The Charolais marketability has always been one of their key benefits according to Jamie and they have been able to sell to varying markets, from live export, saleyards and privately to farmers and feedlots, as well as directly to processors.

However, the success of their breeding is also due to Mt Florance’s location and the environmental conditions the herd has been able to adapt to and take advantage of.

Jamie said this year the rainfall had been reasonable and they were looking forward to some good summer rains, having not yet reached the 320 millimetre average.

The station straddles the Fortescue River and is flanked by the Hammersley and Chichester Ranges.

“The proximity to the ranges gives us really good runoff into the floodplain areas,” he said.

“This gives a really good top dressing, and although there has not been a lot of research done on it, phosphorus deficiency is not an issue here like with other areas.”

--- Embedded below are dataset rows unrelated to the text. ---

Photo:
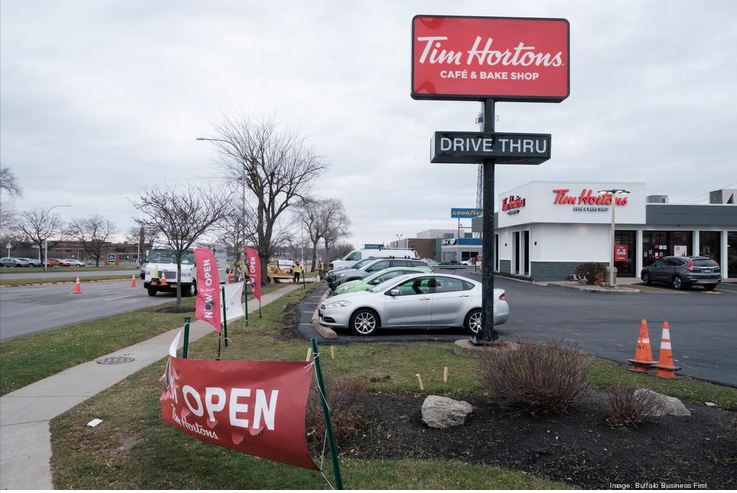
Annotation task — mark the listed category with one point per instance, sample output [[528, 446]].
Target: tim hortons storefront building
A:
[[544, 229]]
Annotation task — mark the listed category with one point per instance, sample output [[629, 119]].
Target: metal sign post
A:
[[487, 334]]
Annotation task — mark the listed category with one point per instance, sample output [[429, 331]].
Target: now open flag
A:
[[207, 305]]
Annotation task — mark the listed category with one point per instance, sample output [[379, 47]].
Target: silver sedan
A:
[[413, 300]]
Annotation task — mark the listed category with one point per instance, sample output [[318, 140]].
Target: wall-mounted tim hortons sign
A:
[[505, 148], [499, 58]]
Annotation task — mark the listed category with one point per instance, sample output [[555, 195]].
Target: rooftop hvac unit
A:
[[656, 199]]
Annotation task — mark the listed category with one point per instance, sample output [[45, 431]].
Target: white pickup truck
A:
[[160, 273]]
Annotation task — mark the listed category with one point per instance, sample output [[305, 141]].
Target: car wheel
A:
[[677, 282], [472, 323], [364, 322]]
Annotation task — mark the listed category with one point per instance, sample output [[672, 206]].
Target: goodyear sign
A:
[[460, 213]]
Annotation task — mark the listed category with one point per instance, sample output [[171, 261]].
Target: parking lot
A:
[[703, 327]]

The cattle have a diverse range of native grasses and shrubs to eat, including Mitchell and Weeping grasses, Roebourne Plains grass, Mulga and snakewood thickets, spinifex and also buffel grass.

There is only one spring in the river itself, so the Richardsons use solar power bores to supply the water points for the cattle.

Covering such an expanse sees their mustering from May through to September, conducted with the use of two hired helicopters, multiple vehicles and motorbikes, with two main permanent yards, holding paddocks and laneways set-up.

Once mustered, the sale of the cattle is able to be as adaptable to the markets as the Charolais breed has been to the Pilbara.

“The type of cattle we have and our location, being fairly central to northern and southern markets, does make it easier for us than some others,” Jamie said.

Gingin processor,  Borello Beef WA buys their heavy slaughter cattle and their continued custom is a nod to the satisfaction of the buyer and the quality of the cattle produced at the station.

Jamie said the future was positive for their breeding program and they would continue to breed along their Charolais line with a focus on quality, as has always been their aim.